Observability In The Dock?

Is this the Summer of Discontent? As well as rumblings about oTel, there have also been mutterings about the value of Observability itself (see our Observability In The Dock feature below). Over the past few years, we have seen the field evolve from Monitoring to Observability and then to Observability 2.0. This has seen some very impressive technical strides. However, with observability consuming significant proportions of IT budgets, there is no room for complacency, and it is healthy to continually reflect and ask whether observability systems are delivering results.

Feedback

We love to hear your feedback. Let us know how we are doing at:

NEWS

Datadog Unleashed

DASH is the annual meeting for the Datadog community and, if the assembled faithful were hoping for some tasty morsels of news at last month’s event, then they were not disappointed. Attendees were hit with so many new features that they may have left the vast Javits centre feeling somewhat punch-drunk.

First up was the announcement of Datadog On-Call. Whilst this could be seen as parking a tank on PagerDuty’s lawn, it is also a product that makes sense in the context of the existing Datadog portfolio, which already boasts its own Incident Management module.

From a technical point of view, perhaps the key announcement was the news that the Datadog Agent will now ship with a fully embedded OpenTelemetry collector. Previously, the oTel collector and the Agent worked as separate telemetry channels within the Datadog landscape and the two did not align either with each other or the full range of Datadog’s backend functionality. With the latest release of the Agent, it seems as if this mismatch has been corrected. Another benefit for admins is that fleets of oTel Collectors can now be managed by the Datadog Fleet Automation tool.

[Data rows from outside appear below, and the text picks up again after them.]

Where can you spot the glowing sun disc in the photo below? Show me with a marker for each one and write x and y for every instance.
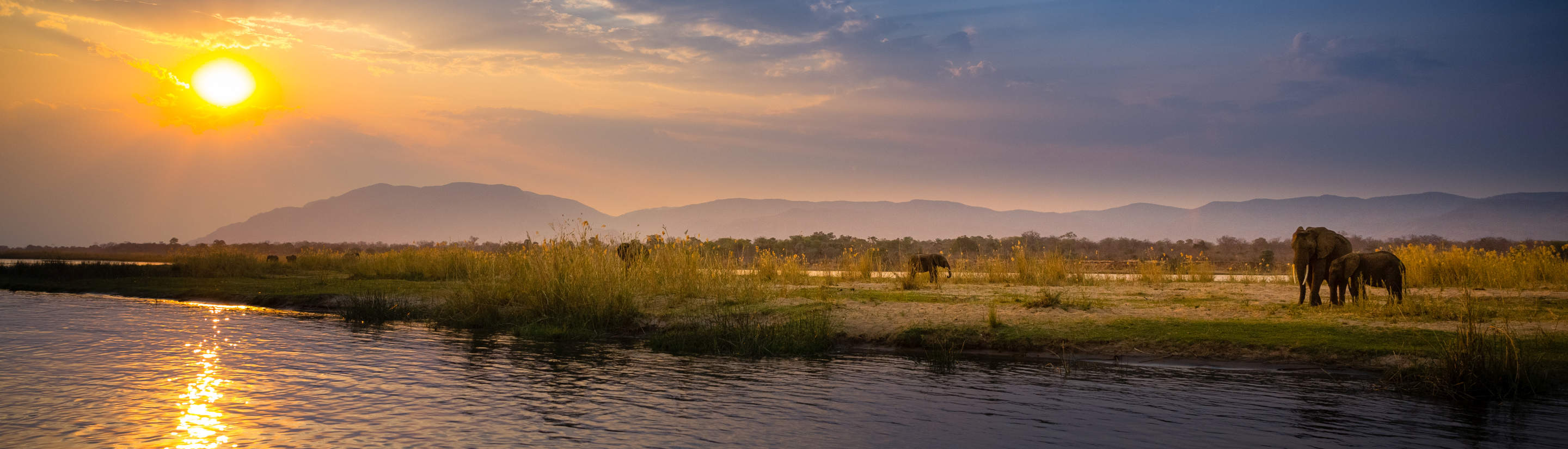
(223, 82)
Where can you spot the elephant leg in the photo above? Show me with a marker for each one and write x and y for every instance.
(1355, 288)
(1318, 281)
(1396, 286)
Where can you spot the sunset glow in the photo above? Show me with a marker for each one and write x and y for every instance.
(223, 82)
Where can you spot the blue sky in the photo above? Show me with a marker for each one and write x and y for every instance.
(1046, 106)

The third major announcement was Log Workspaces, a product which brings ETL-like capabilities to Log Querying. With Log Workspaces, users can connect logs from heterogeneous data sources, run transformations on the data and then join the transformed data structures. This will enable users to gain rich insights by pooling data from across the enterprise.

Datadog may be the darlings of investors, but this event proved that they have certainly not turned into fat cats, and, in engineering terms, they are still running with the leaders of the pack. As well as building their portfolio outwards they have also shown a good nose for sniffing out the future direction of the core product.

We only have space to cover a small sample of the 19 new products or features that were announced at DASH. For a full summary, click on the button below.

Observability In The Dock?

In a recent LinkedIn post, Josh Grose, a former Product Manager at Splunk, expressed his frustration at the current state of observability, arguing that it had become “a compulsory tax on software with little to no accountability to deliver anything more than dashboards”. That is a pretty hard-hitting critique, but it seemed to strike a chord. The post attracted over 70 comments - many of them sympathetic - from a number of expert voices.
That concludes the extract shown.